PRICE:
$25.50
NOT IN STOCK
NO RESTOCK ESTIMATE
ARTIST
TITLE
Feeling Romantic Feeling Tropical Feeling Ill
FORMAT
2LP

LABEL
CATALOG #
DDS 011LP DDS 011LP
GENRE
RELEASE DATE
6/9/2015

Mica Levi more or less owned 2014 with the release of that astonishing soundtrack to Jonathan Glazer's Under the Skin, followed by this hour-long album-cum-mixtape for Demdike Stare's DDS imprint, which was released at the end of the year and sold out in a flash. It has now been reworked for this vinyl edition, and given a full remaster by Matt Colton. Levi is an artist who basically seems to channel attention deficit into exploring and re-shaping a myriad of musical ideas and directions without bound -- sometimes all at once. She's an artist who has by her mid-20s merged the disciplines of codeine-laced, cough syrup-drankin' early '90s Houston hip hop legend DJ Screw with the rarified sound of London Sinfonietta on her incredible Chopped & Screwed album (2011), got Matthew Herbert to produce her brilliant 2009 debut Jewellery, and acquired Björk as a fan in the process. She's produced a bunch of killer, off-beat pop tracks for up-and-comer Tirzah and supplied an impromptu 30-minute Boiler Room set that's still one of the best they've ever put up. And yeah, that's before that Under the Skin soundtrack that showcased another side to her production altogether -- all discordant, intense, Ligeti-influenced strings, muffled percussion, and frozen drones that came off like a feverishly-dreamt collaboration between David Lynch and Nate Young. When asked about the score and working with someone as high-profile as Jonathan Glazer she told Pitchfork "He's a nice bloke -- I certainly didn't think he was a wanker." Which basically tells you that you ain't dealing with the ordinary or conventional when it comes to anything Micachu is involved with.
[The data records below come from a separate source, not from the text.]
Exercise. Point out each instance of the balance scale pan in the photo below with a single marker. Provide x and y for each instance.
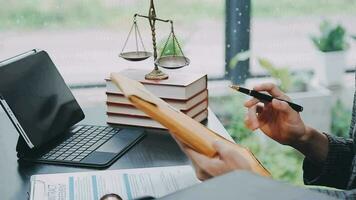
(135, 55)
(172, 62)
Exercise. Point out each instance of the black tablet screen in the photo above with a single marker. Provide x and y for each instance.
(38, 97)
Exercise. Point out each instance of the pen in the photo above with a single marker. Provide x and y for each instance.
(264, 97)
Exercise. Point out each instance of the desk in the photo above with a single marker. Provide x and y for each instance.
(156, 149)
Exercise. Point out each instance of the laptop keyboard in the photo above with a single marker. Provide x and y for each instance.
(85, 139)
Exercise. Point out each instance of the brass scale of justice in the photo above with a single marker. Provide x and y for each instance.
(175, 60)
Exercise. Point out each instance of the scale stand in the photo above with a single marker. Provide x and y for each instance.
(174, 61)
And this hour-long session is perhaps her best work yet. More or less split into three seamless segments referenced in the title, it journeys out from tense, concrete-fuelled strings to brilliantly ramshackle tape beats and odd pop edits, spooled through her singular, totally inimitable box of tricks. One is hard-pressed to think of any contemporary artists who have as broad and limitless an ability to continuously re-contextualize the familiar into something that feels never-before-heard -- even going back as far back as Prince or Arthur Russell to reference anyone who has really managed to tap into as many diverse musical disciplines with this much originality. And if you think that's a bit far-fetched -- give this a listen and knock yourself out.